四国で出会った蕎麦屋は「おお西」の弟子
お遍路の道は蕎麦屋への道につながっていた
その蕎麦屋は「まちだ」といい、信州上田の「おお西」に修業に入った亭主が開いた店だった。が、この時は鈴木さん自身、自分がまさか蕎麦屋になるとは考えもしなかった。
「そのころ友人が古民家を買い、脱サラして農業に入りましたた。彼に招かれて、手伝いをして畦道で乾杯したんですが、このビールが体中に染み渡ったんです。真底、美味いと思いました」(鈴木さん)。

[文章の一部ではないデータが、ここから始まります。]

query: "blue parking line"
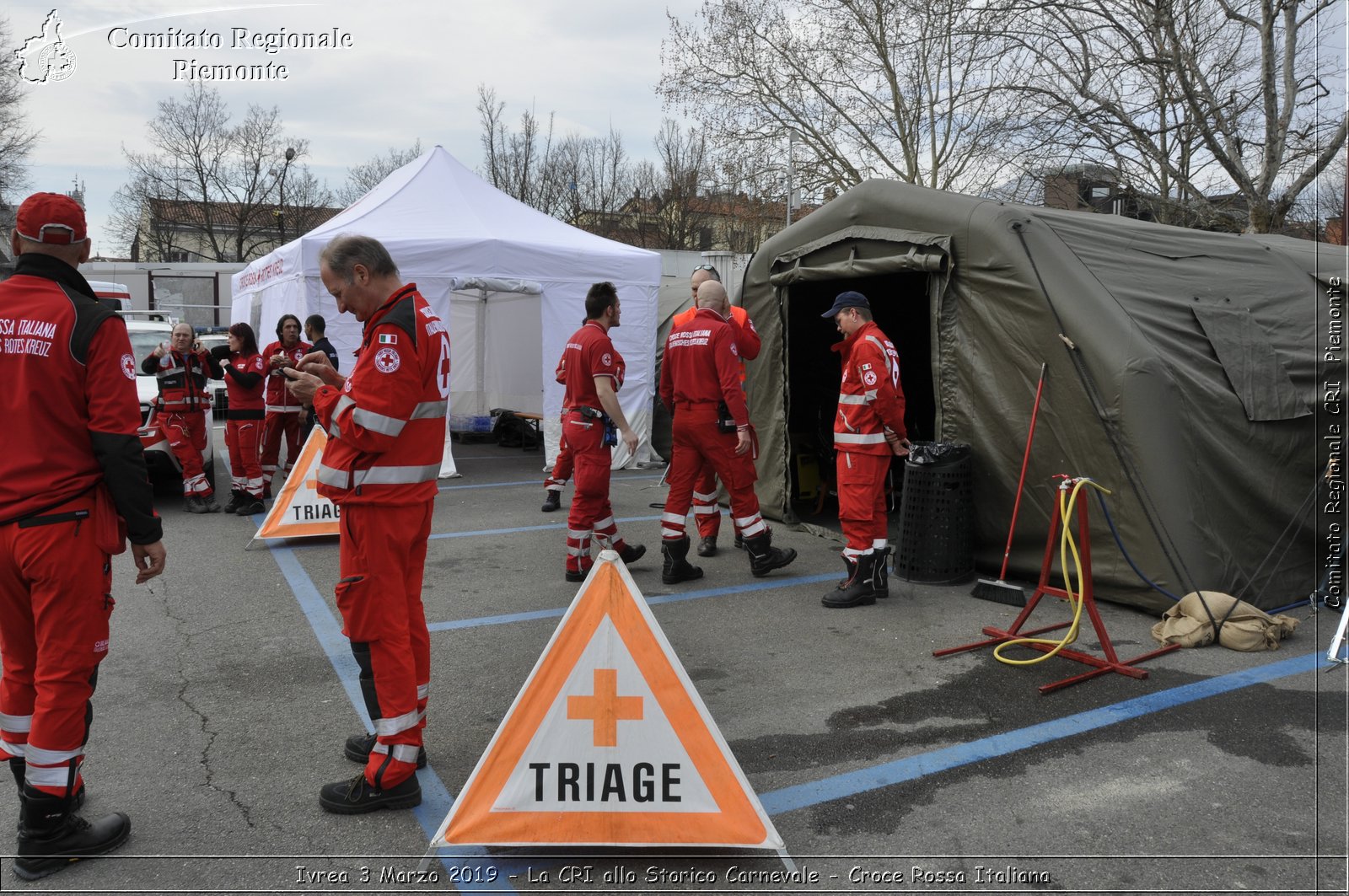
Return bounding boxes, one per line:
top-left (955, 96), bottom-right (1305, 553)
top-left (440, 474), bottom-right (665, 491)
top-left (268, 545), bottom-right (515, 893)
top-left (427, 569), bottom-right (839, 631)
top-left (760, 653), bottom-right (1330, 815)
top-left (427, 517), bottom-right (659, 539)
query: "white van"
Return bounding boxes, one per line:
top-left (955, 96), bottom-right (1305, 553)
top-left (89, 281), bottom-right (131, 312)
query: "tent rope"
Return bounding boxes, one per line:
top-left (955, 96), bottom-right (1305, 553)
top-left (1012, 222), bottom-right (1212, 602)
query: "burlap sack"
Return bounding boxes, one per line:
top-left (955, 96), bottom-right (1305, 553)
top-left (1152, 591), bottom-right (1298, 652)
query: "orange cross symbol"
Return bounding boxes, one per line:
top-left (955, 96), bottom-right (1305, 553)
top-left (567, 669), bottom-right (642, 746)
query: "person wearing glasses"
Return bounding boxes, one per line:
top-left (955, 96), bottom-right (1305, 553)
top-left (820, 290), bottom-right (909, 609)
top-left (670, 265), bottom-right (762, 557)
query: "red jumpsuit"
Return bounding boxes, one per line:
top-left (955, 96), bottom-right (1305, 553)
top-left (672, 305), bottom-right (762, 539)
top-left (834, 321), bottom-right (908, 557)
top-left (140, 350), bottom-right (224, 498)
top-left (0, 254), bottom-right (164, 797)
top-left (661, 308), bottom-right (767, 541)
top-left (224, 352), bottom-right (266, 501)
top-left (314, 283), bottom-right (449, 790)
top-left (562, 319), bottom-right (639, 573)
top-left (258, 340), bottom-right (310, 492)
top-left (544, 353), bottom-right (575, 492)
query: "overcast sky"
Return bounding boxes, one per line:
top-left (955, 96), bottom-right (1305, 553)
top-left (8, 0), bottom-right (700, 254)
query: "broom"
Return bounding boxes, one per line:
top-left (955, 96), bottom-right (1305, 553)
top-left (970, 363), bottom-right (1045, 607)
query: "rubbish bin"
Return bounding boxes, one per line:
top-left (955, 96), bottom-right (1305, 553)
top-left (895, 441), bottom-right (974, 584)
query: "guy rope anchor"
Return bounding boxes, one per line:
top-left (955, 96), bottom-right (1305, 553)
top-left (932, 474), bottom-right (1180, 694)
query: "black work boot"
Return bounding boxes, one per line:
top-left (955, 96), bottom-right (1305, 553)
top-left (9, 757), bottom-right (83, 810)
top-left (319, 770), bottom-right (421, 815)
top-left (661, 536), bottom-right (703, 584)
top-left (838, 553), bottom-right (857, 588)
top-left (744, 530), bottom-right (796, 579)
top-left (820, 552), bottom-right (875, 610)
top-left (342, 734), bottom-right (427, 768)
top-left (13, 786), bottom-right (131, 880)
top-left (872, 546), bottom-right (895, 598)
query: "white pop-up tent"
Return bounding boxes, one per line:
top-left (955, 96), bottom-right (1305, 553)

この時、“古民家、人間らしい生活、蕎麦屋”と鈴木さんの脳裏に3つのワードが重なった。
「人間は土を踏みしめて、労働して、その対価を得るような生活をしなくては……」と思ったそうだ。迷う自分のことを聞き、理屈ではなくその生き様で何かを語ってくれた友人に感謝した。
「そうだ、おお西に行こう」――。全く蕎麦など打ったことのない鈴木さんがそう思った。紛れもなく、四国お偏の旅は彼を誘う蕎麦屋道だった。四国の第八十八箇所最終札所を終えた先に、道はまだ続いていたのだ。
こうして鈴木さんは信州上田の「おお西」に向かった。
蕎麦屋を開く人は多かれ少なかれ、変わったところがある。鈴木さんを受け入れた「おお西」店主もそんなところがあるようだ。彼は脱サラで屋台の蕎麦屋を始め、次いで東京は世田谷で店を開いた。
傍から見ても店は順調で客も集まってきていた。が、彼は突然信州に移店してしまい、そこでも瞬く間に名を上げた。“眠れるそばの本場”の活性化が目的だったというから、普通の人とは発想が違う。
その店主に鈴木さんは文をしたためた。